Democratische principes, zoals de meerderheid beslist, zijn de dood in de pot voor vernieuwing. Dat vindt psycholoog en bedrijfskundige Arend Ardon, die verschillende boeken schreef over veranderen in organisaties en spreker is op het Jaarcongres Verandermanagement.
Volgens hem staat de meerderheid vaak voor de status quo, en moet je soms doelbewust een andere richting op.

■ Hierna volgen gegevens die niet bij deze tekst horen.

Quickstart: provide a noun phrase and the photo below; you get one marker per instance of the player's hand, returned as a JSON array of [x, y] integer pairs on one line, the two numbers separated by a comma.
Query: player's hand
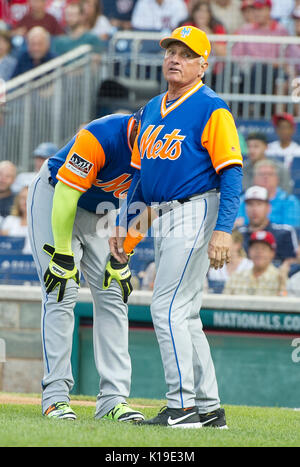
[[219, 249], [119, 272], [61, 268], [116, 245]]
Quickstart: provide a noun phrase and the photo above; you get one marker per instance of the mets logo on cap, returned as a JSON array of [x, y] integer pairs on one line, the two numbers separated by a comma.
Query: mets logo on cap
[[185, 32]]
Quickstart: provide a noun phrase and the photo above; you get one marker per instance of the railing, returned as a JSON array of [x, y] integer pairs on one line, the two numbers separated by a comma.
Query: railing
[[46, 104], [253, 86], [50, 102]]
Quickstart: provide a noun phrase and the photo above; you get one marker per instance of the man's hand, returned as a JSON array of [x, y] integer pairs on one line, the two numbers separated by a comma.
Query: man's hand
[[119, 272], [219, 249], [116, 245], [61, 268]]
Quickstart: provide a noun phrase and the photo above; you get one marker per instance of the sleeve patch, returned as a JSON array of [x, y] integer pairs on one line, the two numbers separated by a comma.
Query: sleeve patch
[[79, 165]]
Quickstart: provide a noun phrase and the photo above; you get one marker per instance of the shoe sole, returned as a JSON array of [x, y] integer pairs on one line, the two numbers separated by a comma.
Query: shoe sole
[[186, 425], [222, 427], [131, 418], [62, 417]]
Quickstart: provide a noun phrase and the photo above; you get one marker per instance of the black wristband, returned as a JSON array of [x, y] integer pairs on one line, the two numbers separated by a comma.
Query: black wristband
[[115, 264], [65, 261]]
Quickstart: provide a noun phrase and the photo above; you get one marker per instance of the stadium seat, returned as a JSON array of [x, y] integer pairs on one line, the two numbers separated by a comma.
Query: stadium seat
[[295, 174], [11, 244], [16, 268]]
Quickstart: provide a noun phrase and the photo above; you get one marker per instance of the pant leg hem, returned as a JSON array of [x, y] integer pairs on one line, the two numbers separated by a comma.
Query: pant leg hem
[[103, 409], [52, 400]]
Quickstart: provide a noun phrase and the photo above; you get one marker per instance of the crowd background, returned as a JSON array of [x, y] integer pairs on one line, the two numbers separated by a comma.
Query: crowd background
[[265, 243]]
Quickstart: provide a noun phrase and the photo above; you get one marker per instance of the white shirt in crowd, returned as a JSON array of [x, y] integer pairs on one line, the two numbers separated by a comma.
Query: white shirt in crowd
[[102, 27], [293, 285], [12, 225], [149, 15], [222, 274], [291, 151]]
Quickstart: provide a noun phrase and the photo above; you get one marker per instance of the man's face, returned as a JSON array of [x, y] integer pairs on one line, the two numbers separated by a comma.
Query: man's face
[[38, 46], [72, 14], [38, 162], [223, 3], [285, 130], [181, 65], [37, 6], [4, 47], [261, 254], [256, 149], [7, 177], [257, 211], [297, 26], [262, 15]]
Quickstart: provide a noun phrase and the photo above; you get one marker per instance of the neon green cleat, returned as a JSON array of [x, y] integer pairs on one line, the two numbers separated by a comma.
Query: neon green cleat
[[123, 413], [60, 410]]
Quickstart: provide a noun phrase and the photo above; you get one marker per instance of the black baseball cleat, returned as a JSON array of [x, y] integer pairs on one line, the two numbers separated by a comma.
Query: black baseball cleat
[[175, 418], [215, 419]]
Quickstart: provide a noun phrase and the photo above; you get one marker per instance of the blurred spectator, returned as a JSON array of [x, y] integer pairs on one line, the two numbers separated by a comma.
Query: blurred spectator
[[38, 51], [158, 15], [37, 16], [264, 26], [119, 12], [293, 50], [293, 285], [76, 33], [95, 21], [42, 152], [7, 62], [258, 209], [148, 277], [239, 261], [257, 146], [282, 10], [263, 278], [285, 208], [248, 12], [57, 9], [228, 12], [8, 172], [285, 127], [15, 225], [12, 11]]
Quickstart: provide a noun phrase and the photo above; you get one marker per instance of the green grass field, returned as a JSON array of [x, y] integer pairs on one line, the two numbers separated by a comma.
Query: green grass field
[[23, 425]]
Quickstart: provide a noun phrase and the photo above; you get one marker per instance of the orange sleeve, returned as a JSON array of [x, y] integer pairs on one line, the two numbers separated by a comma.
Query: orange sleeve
[[85, 159], [135, 155], [220, 138]]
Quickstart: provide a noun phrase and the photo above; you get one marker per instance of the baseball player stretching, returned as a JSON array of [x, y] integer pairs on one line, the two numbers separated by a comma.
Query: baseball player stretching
[[189, 171], [67, 199]]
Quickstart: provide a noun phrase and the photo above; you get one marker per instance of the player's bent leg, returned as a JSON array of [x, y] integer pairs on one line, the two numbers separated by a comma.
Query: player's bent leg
[[57, 319], [110, 328]]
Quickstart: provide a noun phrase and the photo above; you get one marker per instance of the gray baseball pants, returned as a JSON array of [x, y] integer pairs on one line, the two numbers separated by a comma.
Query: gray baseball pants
[[181, 235], [110, 314]]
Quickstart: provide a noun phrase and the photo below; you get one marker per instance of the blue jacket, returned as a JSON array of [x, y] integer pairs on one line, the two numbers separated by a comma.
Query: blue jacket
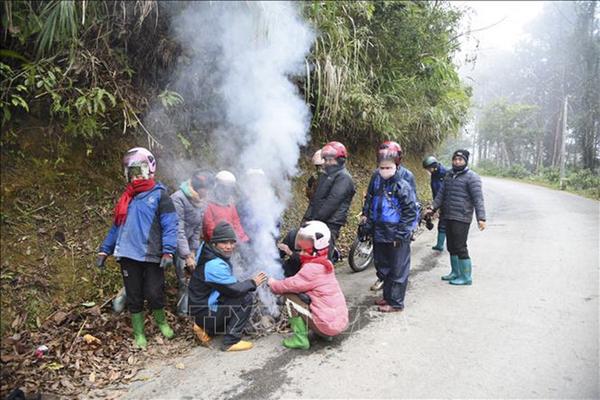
[[437, 179], [212, 279], [409, 177], [391, 208], [149, 231]]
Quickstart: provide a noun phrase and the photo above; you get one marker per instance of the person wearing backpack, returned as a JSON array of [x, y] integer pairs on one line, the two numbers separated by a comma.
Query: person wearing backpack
[[438, 173], [390, 211], [404, 174], [333, 195]]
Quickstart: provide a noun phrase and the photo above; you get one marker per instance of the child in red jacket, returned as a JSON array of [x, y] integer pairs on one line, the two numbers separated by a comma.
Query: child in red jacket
[[326, 312]]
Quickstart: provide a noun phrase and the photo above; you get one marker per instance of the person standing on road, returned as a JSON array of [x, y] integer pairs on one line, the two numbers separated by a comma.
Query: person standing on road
[[389, 212], [406, 175], [143, 239], [311, 184], [459, 196], [189, 201], [221, 207], [219, 302], [437, 172], [313, 295], [334, 192]]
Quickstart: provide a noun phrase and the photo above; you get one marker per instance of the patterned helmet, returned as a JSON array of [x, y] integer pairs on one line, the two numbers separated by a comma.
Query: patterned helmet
[[334, 150], [138, 161], [389, 150]]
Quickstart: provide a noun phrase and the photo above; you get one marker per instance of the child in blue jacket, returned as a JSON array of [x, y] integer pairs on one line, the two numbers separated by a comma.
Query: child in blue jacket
[[143, 239]]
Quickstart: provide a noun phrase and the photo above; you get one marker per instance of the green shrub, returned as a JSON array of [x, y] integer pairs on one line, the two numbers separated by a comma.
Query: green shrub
[[550, 175], [584, 179], [517, 171]]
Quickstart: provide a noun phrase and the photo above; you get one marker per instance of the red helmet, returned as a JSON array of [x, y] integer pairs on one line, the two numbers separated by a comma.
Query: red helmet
[[334, 150], [389, 151]]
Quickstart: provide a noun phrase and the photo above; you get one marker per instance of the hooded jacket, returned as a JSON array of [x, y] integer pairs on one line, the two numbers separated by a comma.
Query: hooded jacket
[[213, 279], [149, 231], [437, 179], [459, 196], [332, 198], [190, 223], [327, 302], [390, 208], [216, 212]]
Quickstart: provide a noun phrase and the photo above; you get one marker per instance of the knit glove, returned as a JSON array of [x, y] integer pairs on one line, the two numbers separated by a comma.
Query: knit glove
[[166, 261]]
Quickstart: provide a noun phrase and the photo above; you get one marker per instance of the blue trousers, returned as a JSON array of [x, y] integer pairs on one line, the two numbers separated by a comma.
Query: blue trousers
[[392, 262]]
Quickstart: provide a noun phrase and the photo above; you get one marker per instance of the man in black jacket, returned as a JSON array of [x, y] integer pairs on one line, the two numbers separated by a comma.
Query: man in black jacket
[[458, 197], [334, 192], [219, 303]]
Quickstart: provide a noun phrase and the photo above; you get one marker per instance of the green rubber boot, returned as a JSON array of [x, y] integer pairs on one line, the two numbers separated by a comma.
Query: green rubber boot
[[455, 271], [465, 273], [137, 323], [441, 239], [161, 321], [300, 338]]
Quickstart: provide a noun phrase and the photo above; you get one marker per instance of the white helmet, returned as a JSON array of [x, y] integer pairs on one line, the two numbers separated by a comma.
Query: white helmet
[[315, 233], [317, 159], [138, 161], [225, 178]]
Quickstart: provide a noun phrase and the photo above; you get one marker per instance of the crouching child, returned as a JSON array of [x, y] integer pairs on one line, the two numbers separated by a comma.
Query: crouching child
[[313, 295], [219, 303]]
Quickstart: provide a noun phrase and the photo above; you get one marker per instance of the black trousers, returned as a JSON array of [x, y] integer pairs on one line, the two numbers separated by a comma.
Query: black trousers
[[392, 263], [143, 281], [456, 238], [231, 317], [335, 232]]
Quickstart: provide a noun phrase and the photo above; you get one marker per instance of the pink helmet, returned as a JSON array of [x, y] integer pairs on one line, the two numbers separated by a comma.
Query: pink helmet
[[140, 157]]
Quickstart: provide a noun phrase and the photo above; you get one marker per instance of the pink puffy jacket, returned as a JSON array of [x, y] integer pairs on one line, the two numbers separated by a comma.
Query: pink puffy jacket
[[328, 304]]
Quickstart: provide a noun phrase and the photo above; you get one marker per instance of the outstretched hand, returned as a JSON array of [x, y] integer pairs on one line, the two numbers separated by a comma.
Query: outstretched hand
[[260, 279], [285, 248]]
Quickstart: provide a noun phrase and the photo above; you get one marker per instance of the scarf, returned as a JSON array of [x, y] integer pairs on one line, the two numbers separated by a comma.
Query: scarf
[[132, 189], [318, 259], [190, 193]]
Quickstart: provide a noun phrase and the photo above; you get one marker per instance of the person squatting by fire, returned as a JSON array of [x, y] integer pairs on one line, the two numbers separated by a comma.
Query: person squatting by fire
[[202, 225]]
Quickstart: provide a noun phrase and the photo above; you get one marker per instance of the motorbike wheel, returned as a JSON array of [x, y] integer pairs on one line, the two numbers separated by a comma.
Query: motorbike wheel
[[360, 255]]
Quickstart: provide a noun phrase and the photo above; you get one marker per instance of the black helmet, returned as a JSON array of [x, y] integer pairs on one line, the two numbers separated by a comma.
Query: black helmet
[[429, 161]]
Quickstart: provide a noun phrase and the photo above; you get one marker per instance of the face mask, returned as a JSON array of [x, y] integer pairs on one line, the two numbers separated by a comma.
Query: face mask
[[387, 173], [458, 168], [331, 168]]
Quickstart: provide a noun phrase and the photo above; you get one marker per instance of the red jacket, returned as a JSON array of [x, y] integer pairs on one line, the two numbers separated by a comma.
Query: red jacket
[[327, 302], [216, 213]]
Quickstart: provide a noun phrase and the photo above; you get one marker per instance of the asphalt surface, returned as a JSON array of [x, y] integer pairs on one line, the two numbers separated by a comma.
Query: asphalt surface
[[526, 328]]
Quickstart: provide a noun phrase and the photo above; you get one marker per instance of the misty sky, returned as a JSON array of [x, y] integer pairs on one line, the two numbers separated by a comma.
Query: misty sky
[[509, 20]]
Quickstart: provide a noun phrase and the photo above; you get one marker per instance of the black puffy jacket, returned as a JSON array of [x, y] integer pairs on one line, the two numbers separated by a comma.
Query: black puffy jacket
[[332, 198], [461, 193]]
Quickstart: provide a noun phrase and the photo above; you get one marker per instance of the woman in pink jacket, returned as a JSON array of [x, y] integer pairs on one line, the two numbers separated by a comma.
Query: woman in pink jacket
[[325, 311]]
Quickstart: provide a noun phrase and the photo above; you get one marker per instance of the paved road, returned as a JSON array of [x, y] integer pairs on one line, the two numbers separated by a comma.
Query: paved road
[[527, 328]]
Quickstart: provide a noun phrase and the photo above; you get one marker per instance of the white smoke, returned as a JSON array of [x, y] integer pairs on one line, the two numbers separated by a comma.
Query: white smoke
[[248, 52]]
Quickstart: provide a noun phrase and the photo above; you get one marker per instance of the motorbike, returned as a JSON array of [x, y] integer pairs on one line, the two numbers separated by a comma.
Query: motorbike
[[360, 256]]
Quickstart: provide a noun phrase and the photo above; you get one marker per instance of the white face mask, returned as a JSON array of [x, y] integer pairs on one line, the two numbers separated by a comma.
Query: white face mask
[[388, 172]]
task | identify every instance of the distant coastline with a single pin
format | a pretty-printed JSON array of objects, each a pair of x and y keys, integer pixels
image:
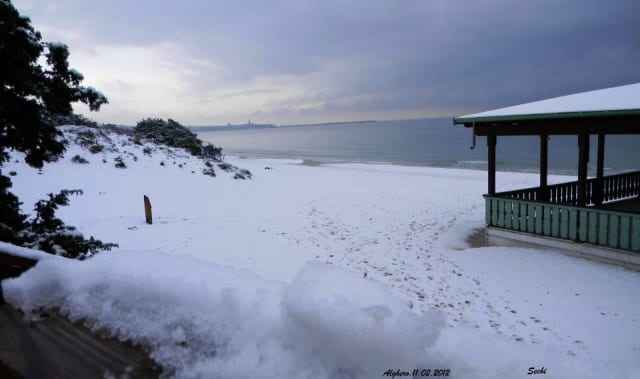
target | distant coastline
[
  {"x": 330, "y": 123},
  {"x": 216, "y": 128},
  {"x": 252, "y": 126}
]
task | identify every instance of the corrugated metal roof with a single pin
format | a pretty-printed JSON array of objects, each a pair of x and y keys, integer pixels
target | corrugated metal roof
[{"x": 620, "y": 100}]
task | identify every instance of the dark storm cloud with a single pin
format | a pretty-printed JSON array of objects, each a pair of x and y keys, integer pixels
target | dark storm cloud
[{"x": 385, "y": 55}]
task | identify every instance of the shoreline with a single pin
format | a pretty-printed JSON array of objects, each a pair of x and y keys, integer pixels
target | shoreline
[{"x": 316, "y": 162}]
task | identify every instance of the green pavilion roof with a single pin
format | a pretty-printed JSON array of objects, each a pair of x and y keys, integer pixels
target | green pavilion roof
[{"x": 615, "y": 101}]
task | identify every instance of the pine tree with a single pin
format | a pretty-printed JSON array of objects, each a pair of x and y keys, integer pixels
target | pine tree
[{"x": 32, "y": 94}]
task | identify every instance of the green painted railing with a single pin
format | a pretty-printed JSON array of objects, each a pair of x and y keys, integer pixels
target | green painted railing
[
  {"x": 615, "y": 187},
  {"x": 559, "y": 216}
]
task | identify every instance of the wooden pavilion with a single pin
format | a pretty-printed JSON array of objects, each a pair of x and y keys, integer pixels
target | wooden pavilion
[{"x": 602, "y": 211}]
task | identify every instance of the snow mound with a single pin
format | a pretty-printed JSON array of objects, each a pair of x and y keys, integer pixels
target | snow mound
[{"x": 204, "y": 320}]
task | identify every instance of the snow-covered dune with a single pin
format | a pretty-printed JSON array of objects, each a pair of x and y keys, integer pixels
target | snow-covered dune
[{"x": 345, "y": 270}]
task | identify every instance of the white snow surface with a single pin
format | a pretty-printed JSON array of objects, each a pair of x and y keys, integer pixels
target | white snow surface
[
  {"x": 620, "y": 98},
  {"x": 330, "y": 271}
]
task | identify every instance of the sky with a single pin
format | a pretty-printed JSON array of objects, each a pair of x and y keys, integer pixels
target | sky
[{"x": 212, "y": 62}]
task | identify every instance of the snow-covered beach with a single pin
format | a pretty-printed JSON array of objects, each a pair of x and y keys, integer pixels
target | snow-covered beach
[{"x": 341, "y": 270}]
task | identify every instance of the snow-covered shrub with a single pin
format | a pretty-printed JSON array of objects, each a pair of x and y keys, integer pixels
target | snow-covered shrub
[
  {"x": 226, "y": 167},
  {"x": 209, "y": 171},
  {"x": 95, "y": 149},
  {"x": 48, "y": 233},
  {"x": 79, "y": 159},
  {"x": 212, "y": 152},
  {"x": 242, "y": 174},
  {"x": 169, "y": 133},
  {"x": 119, "y": 162}
]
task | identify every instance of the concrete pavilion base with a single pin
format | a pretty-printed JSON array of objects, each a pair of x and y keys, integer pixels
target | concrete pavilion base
[{"x": 500, "y": 237}]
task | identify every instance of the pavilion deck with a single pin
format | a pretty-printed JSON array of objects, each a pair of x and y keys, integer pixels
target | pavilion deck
[{"x": 611, "y": 216}]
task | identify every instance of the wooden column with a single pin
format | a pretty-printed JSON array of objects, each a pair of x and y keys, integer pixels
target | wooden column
[
  {"x": 583, "y": 160},
  {"x": 491, "y": 169},
  {"x": 543, "y": 195},
  {"x": 599, "y": 195}
]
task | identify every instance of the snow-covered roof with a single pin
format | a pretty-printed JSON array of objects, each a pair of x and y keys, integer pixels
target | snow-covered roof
[{"x": 610, "y": 101}]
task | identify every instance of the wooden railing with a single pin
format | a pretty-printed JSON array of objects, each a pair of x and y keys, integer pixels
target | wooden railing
[
  {"x": 615, "y": 187},
  {"x": 559, "y": 216}
]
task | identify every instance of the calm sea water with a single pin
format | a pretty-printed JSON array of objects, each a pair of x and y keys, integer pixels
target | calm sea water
[{"x": 427, "y": 142}]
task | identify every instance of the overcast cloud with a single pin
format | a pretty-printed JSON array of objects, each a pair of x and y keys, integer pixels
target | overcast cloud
[{"x": 298, "y": 61}]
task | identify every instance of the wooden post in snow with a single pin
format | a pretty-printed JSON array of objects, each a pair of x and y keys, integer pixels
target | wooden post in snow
[{"x": 147, "y": 210}]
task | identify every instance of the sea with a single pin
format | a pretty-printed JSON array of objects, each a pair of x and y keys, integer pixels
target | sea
[{"x": 432, "y": 142}]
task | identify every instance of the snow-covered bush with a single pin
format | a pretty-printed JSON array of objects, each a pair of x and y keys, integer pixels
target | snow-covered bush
[
  {"x": 171, "y": 133},
  {"x": 79, "y": 159},
  {"x": 48, "y": 233}
]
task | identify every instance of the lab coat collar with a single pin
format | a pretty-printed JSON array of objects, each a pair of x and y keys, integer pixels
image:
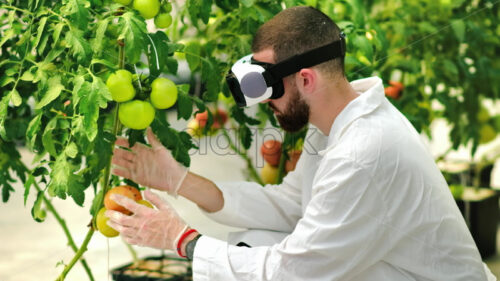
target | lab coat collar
[{"x": 372, "y": 95}]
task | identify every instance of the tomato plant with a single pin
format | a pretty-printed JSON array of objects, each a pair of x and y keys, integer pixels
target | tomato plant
[
  {"x": 56, "y": 58},
  {"x": 102, "y": 225},
  {"x": 163, "y": 93},
  {"x": 136, "y": 114},
  {"x": 120, "y": 86}
]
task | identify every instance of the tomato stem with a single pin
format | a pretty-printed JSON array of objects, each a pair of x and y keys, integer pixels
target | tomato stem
[
  {"x": 62, "y": 222},
  {"x": 107, "y": 174}
]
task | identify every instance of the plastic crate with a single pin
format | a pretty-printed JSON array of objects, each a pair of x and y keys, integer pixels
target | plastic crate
[{"x": 156, "y": 268}]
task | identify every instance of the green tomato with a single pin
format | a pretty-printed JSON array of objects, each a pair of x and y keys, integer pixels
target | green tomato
[
  {"x": 4, "y": 158},
  {"x": 136, "y": 114},
  {"x": 167, "y": 7},
  {"x": 102, "y": 226},
  {"x": 483, "y": 115},
  {"x": 164, "y": 93},
  {"x": 123, "y": 2},
  {"x": 486, "y": 133},
  {"x": 147, "y": 8},
  {"x": 120, "y": 86},
  {"x": 163, "y": 20}
]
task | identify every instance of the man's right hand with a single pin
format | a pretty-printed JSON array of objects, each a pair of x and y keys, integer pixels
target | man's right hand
[{"x": 148, "y": 166}]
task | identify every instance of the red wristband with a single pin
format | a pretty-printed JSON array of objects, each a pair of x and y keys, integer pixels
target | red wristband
[{"x": 186, "y": 234}]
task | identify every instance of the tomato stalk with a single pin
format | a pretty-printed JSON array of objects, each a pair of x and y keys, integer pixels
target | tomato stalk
[
  {"x": 107, "y": 174},
  {"x": 62, "y": 222}
]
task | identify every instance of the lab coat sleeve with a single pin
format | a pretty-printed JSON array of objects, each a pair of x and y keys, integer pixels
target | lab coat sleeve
[
  {"x": 341, "y": 233},
  {"x": 249, "y": 205}
]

‘We zitten vast in oude overtuigingen en hebben nieuwe nodig’, zegt Ardon. ‘Oude overtuigingen zijn bijvoorbeeld dat een verandering begint met het management. Of dat medewerkers altijd in de weerstand zitten. Of dat je altijd een gedetailleerd plan moet hebben. Of dat je mensen moet overtuigen voordat ze in beweging komen. Dat zijn typisch klassieke aanpakken, en die werken nog wel om bestaande systemen en structuren te veranderen, maar het punt is dat we tegenwoordig andere ambities hebben. Die ambities gaan over vernieuwen, over het afwijken van gebaande paden. We willen een klimaat waarin mensen ondernemerschap tonen. We willen creativiteit, en we willen samenwerking in netwerken. En die ambities kun je niet op een ouderwetse manier uitrollen.’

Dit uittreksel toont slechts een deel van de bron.